Although management of the Corporation has attempted to identify important factors that could cause actual results to differ materially from those contained in forward-looking information, there may be other factors that cause results not to be as anticipated, estimated or intended. There can be no assurance that such statements will prove to be accurate, as actual results and future events could differ materially from those anticipated in such statements. Accordingly, readers should not place undue reliance on forward-looking information. The Corporation does not undertake to update any forward-looking information contained in this news release, except in accordance with applicable securities laws.
The distribution of this news release, the Offered Shares and the Private Placement Shares in certain jurisdictions may be restricted by law. No action has been taken by the Corporation, the Agent or any other person that would permit the Offering or the Concurrent Private Placement or possession or distribution of this news release or any other offering or publicity material relating to the Offering or the Concurrent Private Placement in any jurisdiction where action for that purpose is required other than in the province of Ontario. Persons into whose possession this news release becomes available are required by the Corporation and the Agent to inform themselves about, and to observe, such restrictions.

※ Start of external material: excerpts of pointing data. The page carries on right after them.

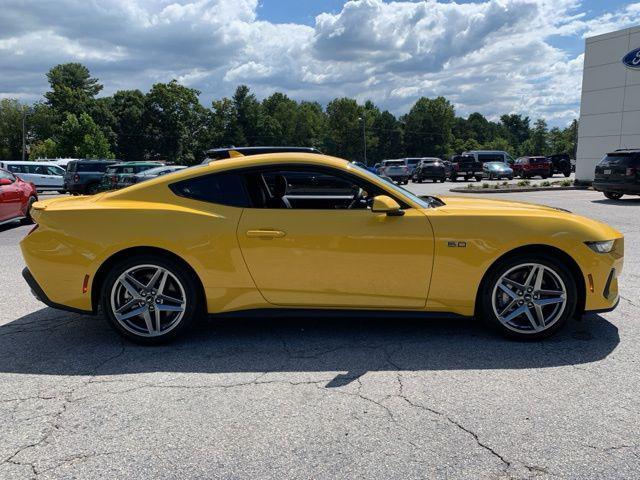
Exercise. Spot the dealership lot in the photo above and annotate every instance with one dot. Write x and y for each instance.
(323, 398)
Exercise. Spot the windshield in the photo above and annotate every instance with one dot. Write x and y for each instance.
(392, 186)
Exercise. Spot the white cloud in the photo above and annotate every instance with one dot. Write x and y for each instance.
(492, 56)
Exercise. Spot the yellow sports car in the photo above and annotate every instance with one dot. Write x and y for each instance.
(302, 231)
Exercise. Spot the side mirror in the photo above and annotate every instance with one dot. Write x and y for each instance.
(386, 204)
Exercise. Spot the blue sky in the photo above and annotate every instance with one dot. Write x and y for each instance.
(490, 56)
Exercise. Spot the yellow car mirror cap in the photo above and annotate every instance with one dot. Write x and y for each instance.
(386, 204)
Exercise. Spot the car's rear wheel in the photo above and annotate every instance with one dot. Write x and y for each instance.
(613, 195)
(150, 299)
(529, 298)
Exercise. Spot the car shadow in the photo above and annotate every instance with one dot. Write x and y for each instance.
(50, 342)
(631, 201)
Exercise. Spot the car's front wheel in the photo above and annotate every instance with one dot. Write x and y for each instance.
(613, 195)
(529, 298)
(150, 299)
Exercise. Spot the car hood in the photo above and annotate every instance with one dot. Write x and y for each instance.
(497, 206)
(586, 227)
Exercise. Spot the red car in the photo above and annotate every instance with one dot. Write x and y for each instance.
(528, 167)
(16, 198)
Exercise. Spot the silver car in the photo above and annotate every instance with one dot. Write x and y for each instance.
(46, 176)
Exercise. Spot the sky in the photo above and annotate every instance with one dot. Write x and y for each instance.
(490, 56)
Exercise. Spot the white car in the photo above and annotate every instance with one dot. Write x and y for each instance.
(46, 176)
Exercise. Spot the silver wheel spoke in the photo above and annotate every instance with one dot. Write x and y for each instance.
(130, 314)
(129, 287)
(507, 290)
(548, 301)
(147, 320)
(168, 308)
(535, 326)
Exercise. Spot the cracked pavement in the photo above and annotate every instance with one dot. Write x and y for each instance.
(312, 398)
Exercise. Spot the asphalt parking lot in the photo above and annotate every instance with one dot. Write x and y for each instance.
(302, 398)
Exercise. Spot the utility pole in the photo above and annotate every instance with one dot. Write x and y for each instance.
(364, 137)
(24, 142)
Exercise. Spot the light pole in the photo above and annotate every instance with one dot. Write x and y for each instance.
(364, 137)
(24, 142)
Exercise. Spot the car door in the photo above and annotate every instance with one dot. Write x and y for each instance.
(10, 198)
(321, 253)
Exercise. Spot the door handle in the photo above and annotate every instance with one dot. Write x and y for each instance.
(264, 233)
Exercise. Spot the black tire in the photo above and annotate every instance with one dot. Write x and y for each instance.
(193, 302)
(510, 262)
(92, 189)
(613, 195)
(27, 217)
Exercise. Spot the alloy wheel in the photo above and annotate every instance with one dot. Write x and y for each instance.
(148, 300)
(529, 298)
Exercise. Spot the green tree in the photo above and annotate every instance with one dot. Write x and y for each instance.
(47, 148)
(72, 88)
(127, 108)
(175, 123)
(536, 144)
(428, 127)
(81, 137)
(11, 114)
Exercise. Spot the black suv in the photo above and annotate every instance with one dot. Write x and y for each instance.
(431, 169)
(84, 176)
(618, 173)
(561, 164)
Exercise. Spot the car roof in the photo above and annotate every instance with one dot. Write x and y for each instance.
(229, 152)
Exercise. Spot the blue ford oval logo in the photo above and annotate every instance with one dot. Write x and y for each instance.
(632, 59)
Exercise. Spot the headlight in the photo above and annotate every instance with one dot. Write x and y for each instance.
(601, 247)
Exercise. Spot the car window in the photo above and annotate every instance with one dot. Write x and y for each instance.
(90, 167)
(8, 175)
(221, 188)
(620, 160)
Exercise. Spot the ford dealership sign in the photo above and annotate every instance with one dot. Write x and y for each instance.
(632, 59)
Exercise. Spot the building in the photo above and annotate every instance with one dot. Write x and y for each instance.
(610, 105)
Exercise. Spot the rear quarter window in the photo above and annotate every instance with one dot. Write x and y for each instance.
(222, 188)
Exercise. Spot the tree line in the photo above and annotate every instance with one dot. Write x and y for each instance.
(169, 123)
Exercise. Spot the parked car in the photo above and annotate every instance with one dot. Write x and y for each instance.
(529, 167)
(16, 198)
(397, 170)
(618, 173)
(412, 163)
(497, 170)
(112, 179)
(465, 166)
(133, 178)
(490, 156)
(46, 176)
(431, 168)
(231, 236)
(561, 163)
(85, 176)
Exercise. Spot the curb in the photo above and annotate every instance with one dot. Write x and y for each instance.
(516, 190)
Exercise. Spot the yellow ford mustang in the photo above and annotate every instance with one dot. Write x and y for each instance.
(299, 231)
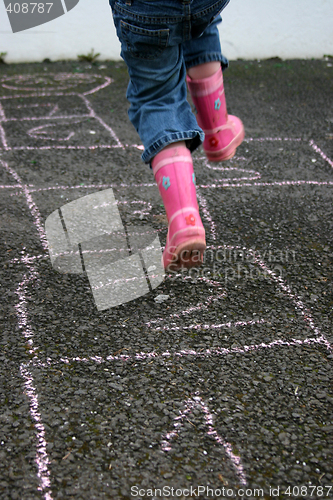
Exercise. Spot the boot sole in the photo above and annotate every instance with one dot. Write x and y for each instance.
(187, 255)
(224, 155)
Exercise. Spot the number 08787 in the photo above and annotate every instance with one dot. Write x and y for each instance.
(29, 8)
(309, 491)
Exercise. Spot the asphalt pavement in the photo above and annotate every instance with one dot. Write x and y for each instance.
(210, 383)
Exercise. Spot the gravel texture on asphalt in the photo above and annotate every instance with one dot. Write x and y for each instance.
(219, 378)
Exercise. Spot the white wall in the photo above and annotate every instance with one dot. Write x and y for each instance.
(251, 29)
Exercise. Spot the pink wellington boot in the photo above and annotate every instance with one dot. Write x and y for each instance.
(223, 132)
(173, 171)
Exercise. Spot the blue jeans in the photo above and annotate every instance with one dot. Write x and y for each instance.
(160, 39)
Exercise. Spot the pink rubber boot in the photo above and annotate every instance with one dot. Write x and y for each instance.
(173, 171)
(223, 132)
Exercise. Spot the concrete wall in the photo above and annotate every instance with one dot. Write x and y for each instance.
(251, 29)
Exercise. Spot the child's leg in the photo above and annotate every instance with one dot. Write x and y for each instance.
(223, 132)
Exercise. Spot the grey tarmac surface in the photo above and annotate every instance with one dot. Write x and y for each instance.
(223, 382)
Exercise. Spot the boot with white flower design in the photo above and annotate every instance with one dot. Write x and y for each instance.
(173, 171)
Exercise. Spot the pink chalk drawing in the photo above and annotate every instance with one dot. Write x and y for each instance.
(197, 402)
(54, 126)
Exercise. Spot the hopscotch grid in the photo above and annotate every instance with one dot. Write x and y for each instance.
(42, 459)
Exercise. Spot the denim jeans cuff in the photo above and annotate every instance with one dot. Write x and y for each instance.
(210, 57)
(192, 138)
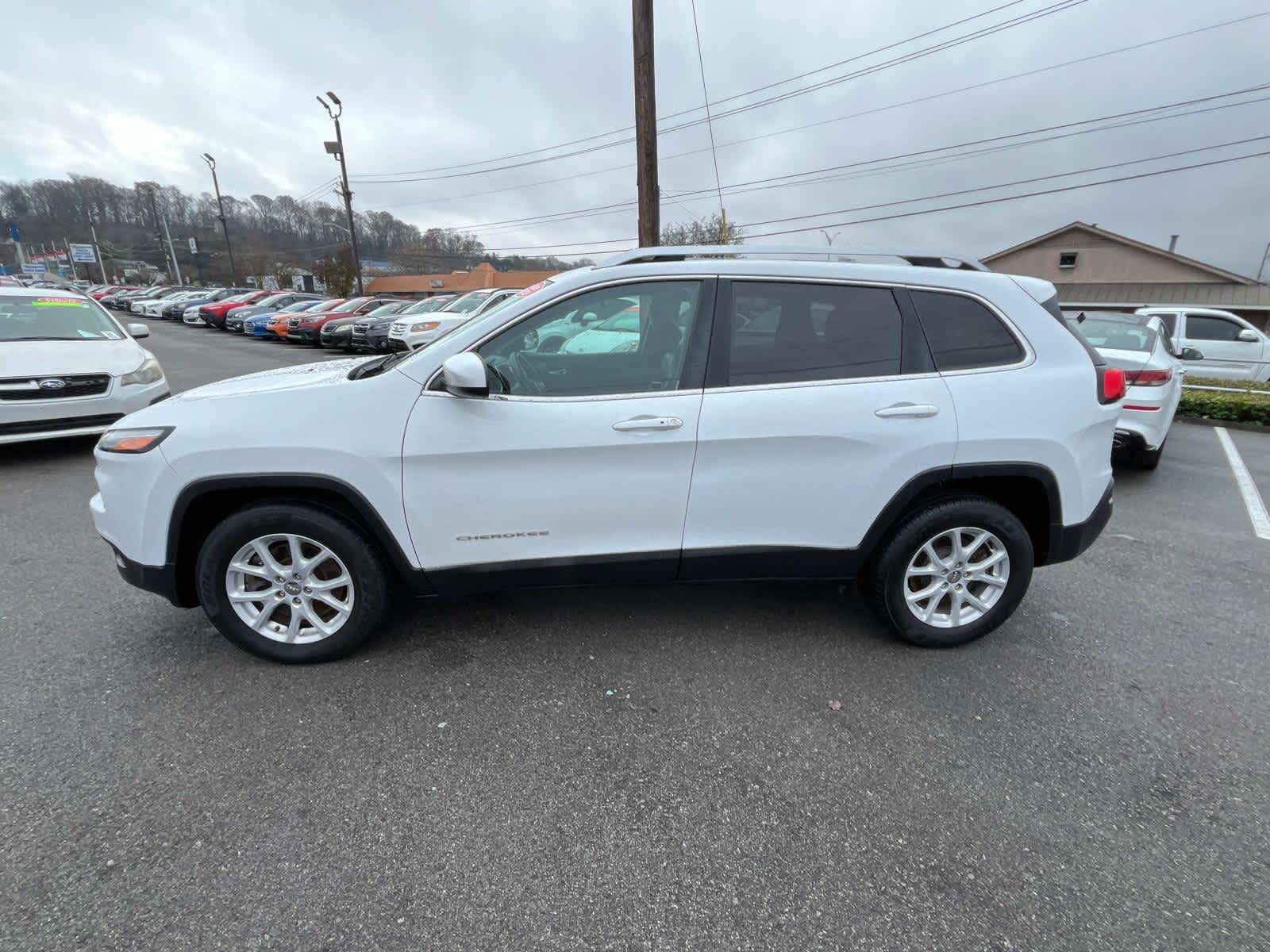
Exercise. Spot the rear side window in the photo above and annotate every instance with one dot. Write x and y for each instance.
(964, 334)
(1202, 327)
(784, 333)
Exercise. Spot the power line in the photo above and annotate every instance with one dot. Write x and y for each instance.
(1011, 184)
(841, 118)
(695, 108)
(908, 57)
(768, 183)
(910, 215)
(1013, 198)
(705, 95)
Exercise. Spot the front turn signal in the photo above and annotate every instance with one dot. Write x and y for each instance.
(139, 441)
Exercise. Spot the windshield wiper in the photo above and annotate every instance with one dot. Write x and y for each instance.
(368, 368)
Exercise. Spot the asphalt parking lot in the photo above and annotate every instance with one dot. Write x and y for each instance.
(643, 767)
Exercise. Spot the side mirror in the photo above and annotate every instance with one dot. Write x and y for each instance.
(465, 374)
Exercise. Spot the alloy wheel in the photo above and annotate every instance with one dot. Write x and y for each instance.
(290, 588)
(956, 577)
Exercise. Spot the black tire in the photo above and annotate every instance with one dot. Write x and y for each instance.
(886, 585)
(360, 555)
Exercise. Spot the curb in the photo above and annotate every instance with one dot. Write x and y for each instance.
(1227, 424)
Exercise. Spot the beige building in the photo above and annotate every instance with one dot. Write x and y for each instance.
(483, 276)
(1095, 268)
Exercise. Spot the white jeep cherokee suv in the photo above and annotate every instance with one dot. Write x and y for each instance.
(929, 427)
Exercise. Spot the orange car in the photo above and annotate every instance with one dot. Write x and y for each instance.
(277, 325)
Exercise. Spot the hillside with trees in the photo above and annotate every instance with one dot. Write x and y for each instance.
(271, 235)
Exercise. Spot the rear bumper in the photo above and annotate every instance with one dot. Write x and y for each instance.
(1066, 543)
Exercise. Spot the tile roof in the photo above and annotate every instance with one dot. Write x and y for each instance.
(1124, 240)
(1198, 295)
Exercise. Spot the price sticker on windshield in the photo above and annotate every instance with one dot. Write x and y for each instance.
(59, 302)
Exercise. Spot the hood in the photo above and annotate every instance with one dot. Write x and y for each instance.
(302, 376)
(50, 359)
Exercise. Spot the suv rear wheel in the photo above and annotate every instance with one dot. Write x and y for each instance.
(952, 571)
(291, 583)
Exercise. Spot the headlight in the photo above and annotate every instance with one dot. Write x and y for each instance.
(139, 441)
(148, 372)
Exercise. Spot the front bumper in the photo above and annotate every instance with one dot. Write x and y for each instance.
(160, 579)
(76, 416)
(1066, 543)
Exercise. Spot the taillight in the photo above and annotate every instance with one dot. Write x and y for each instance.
(1110, 385)
(1149, 378)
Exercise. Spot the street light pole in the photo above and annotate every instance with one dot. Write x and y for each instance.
(337, 149)
(220, 209)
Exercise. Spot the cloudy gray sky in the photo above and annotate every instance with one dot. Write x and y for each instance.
(143, 90)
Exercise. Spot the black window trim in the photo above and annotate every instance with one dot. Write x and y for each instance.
(721, 344)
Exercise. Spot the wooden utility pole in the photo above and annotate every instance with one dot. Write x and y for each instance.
(645, 125)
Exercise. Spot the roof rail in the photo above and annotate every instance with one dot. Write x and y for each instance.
(679, 253)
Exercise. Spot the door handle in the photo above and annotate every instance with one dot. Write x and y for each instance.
(649, 423)
(907, 410)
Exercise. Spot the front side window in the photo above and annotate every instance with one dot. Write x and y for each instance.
(964, 334)
(634, 340)
(784, 333)
(1202, 327)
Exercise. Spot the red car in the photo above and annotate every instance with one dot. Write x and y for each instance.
(215, 313)
(306, 328)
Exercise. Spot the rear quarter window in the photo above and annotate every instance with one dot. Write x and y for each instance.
(963, 334)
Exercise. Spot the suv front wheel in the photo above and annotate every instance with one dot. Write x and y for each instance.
(291, 583)
(952, 571)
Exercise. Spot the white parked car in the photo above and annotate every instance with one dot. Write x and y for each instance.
(414, 332)
(1232, 348)
(937, 431)
(1141, 347)
(69, 368)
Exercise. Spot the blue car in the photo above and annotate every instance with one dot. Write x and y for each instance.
(254, 325)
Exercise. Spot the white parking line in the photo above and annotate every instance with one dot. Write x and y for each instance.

The price of ordinary shares of the Corporation and the income from them may go down as well as up and investors may not get back the full amount invested on disposal of the Offered Shares or Private Placement Shares.
With respect to the United Kingdom, the Concurrent Private Placement is only being, and may only be, made to and is, and this Announcement is, directed only at persons in the United Kingdom who are either (1) both (a) a "Qualified Investor" within the meaning of Section 86(7) of the Financial Services and Markets Act 2000 ("FSMA") and (b) within the categories of persons referred to in Article 19(5) (Investment professionals) or Article 49(2)(a) to (d) (High net worth companies, unincorporated associations, etc.) of the Financial Services and Markets Act 2000 (Financial Promotions) Order 2005, or persons in the United Kingdom to whom the Concurrent Private Placement may otherwise be made or to whom the Concurrent Private Placement may otherwise be directed in the United Kingdom without an approved prospectus having been made available to the public in the United Kingdom before the Concurrent Private Placement is made, and without making an unlawful financial promotion, all such persons together being referred to as "Relevant Persons". The securities being offered are only available to, and any invitation, offering or agreement to subscribe, purchase or otherwise acquire such securities will be engaged in only with, Relevant Persons. Any person who is not a Relevant Person should not act or rely on this Announcement or any of its contents. This Announcement is not a prospectus or an admission document nor does it contain an offer or constitute any part of an offer to the public within the meaning of Sections 85 and 102B of FSMA or otherwise. The Preliminary Prospectus is not a prospectus for the purposes of Section 85(1) of FSMA and, accordingly, it will not be examined or approved as a prospectus by the United Kingdom Financial Conduct Authority (the "FCA") under Section 87A FSMA or by the London Stock Exchange and it will not be filed with the FCA pursuant to the rules published by the FCA implementing the Prospectus Directive (2003/71/EC) nor will it be approved by a person authorized under FSMA, for the purposes of Section 21 FSMA.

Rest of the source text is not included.